# Integrating z-scores from multiple tests

#### Orngarth

##### New Member
Suppose I take a sample, do some measurements, and calculate a z-score which is highly significant (e.g. 5). Suppose I then repeat this process and this time my z-score is not so significant (e.g. 1.5). Suddenly I'm less confident that I can reject the null hypothesis (should I be?), so I repeat the experiment a third time and get a z-score that is barely significant (e.g. 2).

How do I integrate the results of these three experiments to generate a final z-score or p-value? Similarly, suppose my three z-scores were all 'almost' significant (e.g. 1.9) - could integrating the results of the three trials result in a rejection of the null hypothesis?

#### this_barb

##### New Member
Suppose I take a sample, do some measurements, and calculate a z-score which is highly significant (e.g. 5). Suppose I then repeat this process and this time my z-score is not so significant (e.g. 1.5). Suddenly I'm less confident that I can reject the null hypothesis (should I be?), so I repeat the experiment a third time and get a z-score that is barely significant (e.g. 2).

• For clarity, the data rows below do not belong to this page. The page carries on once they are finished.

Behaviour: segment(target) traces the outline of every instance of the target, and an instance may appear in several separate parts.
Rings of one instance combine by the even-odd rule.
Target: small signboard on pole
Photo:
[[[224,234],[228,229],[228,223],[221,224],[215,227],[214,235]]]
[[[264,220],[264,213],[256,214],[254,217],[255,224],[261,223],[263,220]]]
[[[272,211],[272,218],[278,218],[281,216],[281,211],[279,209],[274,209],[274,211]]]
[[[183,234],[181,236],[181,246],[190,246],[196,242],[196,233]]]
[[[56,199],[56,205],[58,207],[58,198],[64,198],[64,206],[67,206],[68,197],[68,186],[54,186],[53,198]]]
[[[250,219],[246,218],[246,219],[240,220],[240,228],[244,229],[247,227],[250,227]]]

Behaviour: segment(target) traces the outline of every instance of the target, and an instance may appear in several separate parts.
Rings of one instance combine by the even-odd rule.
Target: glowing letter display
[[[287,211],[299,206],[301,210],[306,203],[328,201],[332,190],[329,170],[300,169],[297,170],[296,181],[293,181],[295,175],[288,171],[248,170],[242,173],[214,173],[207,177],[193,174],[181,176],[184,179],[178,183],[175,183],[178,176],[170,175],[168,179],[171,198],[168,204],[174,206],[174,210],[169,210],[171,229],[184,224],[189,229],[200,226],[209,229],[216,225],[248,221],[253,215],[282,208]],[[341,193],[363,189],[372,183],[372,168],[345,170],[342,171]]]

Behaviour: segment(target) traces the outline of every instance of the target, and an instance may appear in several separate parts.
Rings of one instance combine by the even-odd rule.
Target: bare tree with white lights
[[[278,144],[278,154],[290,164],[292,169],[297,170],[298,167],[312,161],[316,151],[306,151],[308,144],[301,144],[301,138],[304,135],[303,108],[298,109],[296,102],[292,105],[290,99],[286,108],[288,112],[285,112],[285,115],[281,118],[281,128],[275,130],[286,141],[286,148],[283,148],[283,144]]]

How do I integrate the results of these three experiments to generate a final z-score or p-value? Similarly, suppose my three z-scores were all 'almost' significant (e.g. 1.9) - could integrating the results of the three trials result in a rejection of the null hypothesis?
Couldn't you just lump the data together and then use the z-test on the entire collective?

#### JohnM

##### TS Contributor
You could lump the data together and compute one z-score. This obviously results in a higher sample size, and in general, with all other things held constant, the higher the sample size, the more powerful the test, and therefore the more likely it is to reject the null hypothesis...

#### Orngarth

##### New Member
You could lump the data together and compute one z-score. This obviously results in a higher sample size, and in general, with all other things held constant, the higher the sample size, the more powerful the test, and therefore the more likely it is to reject the null hypothesis...
The nature of the data and the experiments prevents me from lumping the results together; all I have to work with is a set of z-scores from independent trials.

#### JohnM

##### TS Contributor
Do you have the means and standard deviations that correspond to each z-score? If so, you can:

(1) compute the overall mean and then
(2) get a good estimate of the overall standard deviation by adding up the individual variances, dividing by the number of sets and then taking the square root

If not, then I'm afraid there's not much you can do in terms of combining z-scores.

#### Orngarth

##### New Member
Do you have the means and standard deviations that correspond to each z-score? If so, you can:

(1) compute the overall mean and then
(2) get a good estimate of the overall standard deviation by adding up the individual variances, dividing by the number of sets and then taking the square root

If not, then I'm afraid there's not much you can do in terms of combining z-scores.
I think this might work. I have a different N for each experiment, so I imagine I'll have to calculate a weighted average of the means and variances, right?